Background. Medium- and large-vessel vasculitides represent a diagnostic challenge. The case described here highlights the importance of an accurate differential diagnosis, as non-inflammatory vascular diseases can mimic vasculitic patterns, with significant therapeutic implications.

Materials and Methods. A 42-year-old man presented to the emergency department with subacute onset of temporal headache, low-grade fever, left flank pain, and hypertension (BP 170/100 mmHg). Rheumatologic history was unremarkable and physical examination was normal. Abdominal CT, performed for suspected ureterolithiasis, showed a hypodense area in the mid and upper third of the left kidney compatible with parenchymal ischemia, and a sleeve-like thickening with filiform stenosis of the ipsilateral renal artery, initially suggestive of vasculitis (renal arteritis). The patient was admitted to the Rheumatology Unit. Laboratory tests revealed inflammatory activity (CRP 3.7 mg/dL, ESR 51 mm/h). Intravenous methylprednisolone pulses (250 mg for 3 days) were started, followed by oral prednisone (1 mg/kg) and antihypertensive therapy. Given the suspicion of vasculitis, PET imaging was performed, showing no evidence of vascular inflammation, as well as duplex ultrasound of the four limbs and supra-aortic trunks, which revealed no stenotic or occlusive lesions. Considering the abrupt onset of symptoms, negative autoimmunity, negative PET findings, and absence of additional clinical or instrumental abnormalities, a renal arteriography was performed. It revealed a dissection of the left renal artery with thrombosis of the false lumen and parenchymal ischemia, allowing a final diagnosis of spontaneous left renal artery dissection complicated by renal infarction and renovascular hypertension.
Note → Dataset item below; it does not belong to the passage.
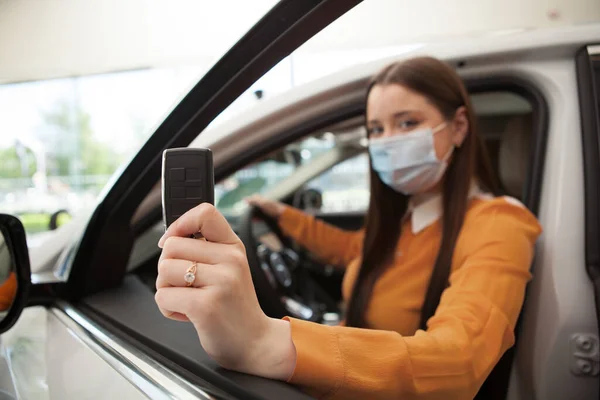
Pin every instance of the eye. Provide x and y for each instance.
(374, 131)
(407, 124)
Results. The case was discussed with the Radiologist and Vascular Surgeon. Given the complete thrombosis of the false lumen, endovascular revascularization was excluded, and a conservative approach was adopted with antihypertensive and antiplatelet therapy, along with progressive steroid tapering, with no clinical relapse. A follow-up contrast-enhanced CT after 15 days confirmed stability of the renal ischemic lesion and improved parenchymal perfusion (Figure 1).
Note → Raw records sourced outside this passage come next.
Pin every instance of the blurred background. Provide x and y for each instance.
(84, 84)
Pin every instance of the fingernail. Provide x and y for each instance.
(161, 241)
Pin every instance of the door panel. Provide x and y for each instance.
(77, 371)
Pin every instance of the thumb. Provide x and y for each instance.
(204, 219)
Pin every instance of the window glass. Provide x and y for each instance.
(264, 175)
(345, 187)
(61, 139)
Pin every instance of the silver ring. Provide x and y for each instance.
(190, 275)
Conclusions. Spontaneous renal artery dissection is a rare clinical entity with elusive etiology, accounting for only 1–2% of all arterial dissections. To date, approximately 200 cases have been reported in the medical literature. Our case emphasizes the importance of considering non-inflammatory vascular conditions, such as spontaneous dissection, in all instances where first-line imaging raises a generic suspicion of medium- or large-vessel vasculitis, particularly in cases of isolated vascular involvement and absence of systemic symptoms. A high index of suspicion is required in clinical practice, especially in atypical or subtle presentations, to promptly achieve the correct diagnosis.